We've reached our picnic blanket, spread out with food. He did all this while I was playing in the sky. And he ate a little, too, I see, but I don't mind. His mutation requires more calories in his system than the rest of us need. He keeps making jokes about being the fat kid, but he's not fat. Most of it is muscle. He's just so big and thick, and round, it's easy to mistake. Now, I settle down on the pink picnic blanket and turn to face him, my legs tucked under me. He sits cross-legged beside me.
"The fact that someone who looks like you would even want to kiss me just absolutely blows my mind," he says. He still isn't looking at me.
And how do I reply to that? 'I'm sorry, Henry, but yeah, I sorta, kinda went out with you because I didn't know how to say 'no' and now I'm stuck, but it's not your body I dream about at night when I touch myself'?
And that bothers me. It bothers me a lot. But what bothers me almost as much is his . . . fixation . . . on my looks. I wonder sometimes if I'm a person to him, or just a trophy? I'm flattered that he thinks I'm pretty, but -- "I break wind and forget to floss some days just like everyone else, y'know? Chill out."
I wouldn't have needed to tell Scott that, and the difference strikes me sharply. But I'm still a bit traumatized by the thought of gentle, funny, clever Henry being the butt of a school-wide joke. It infuriates me, and if he wanted to take me back to his school to show me off, I'd be happy to play his little trophy girl for an afternoon, just to see the look on that bitch's face.
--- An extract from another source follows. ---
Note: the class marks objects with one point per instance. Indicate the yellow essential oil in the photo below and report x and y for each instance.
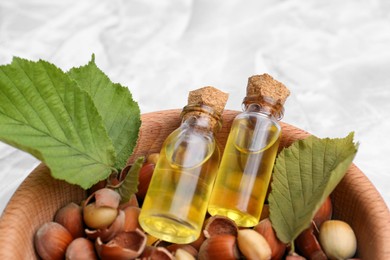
(246, 168)
(248, 159)
(176, 202)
"I've done a lot of stupid things over the years," I tell him now, "insane things like you wouldn't believe." I pick up the math books and fling them aside with the force of my indignation. "But going out with you has been the most fun I've ever had without getting myself arrested, Henry McCoy." And I kiss him.
Maybe I'm just digging myself in deeper, but Hank's a good kisser. And I think that I could learn to like this. If I could just forget Scott.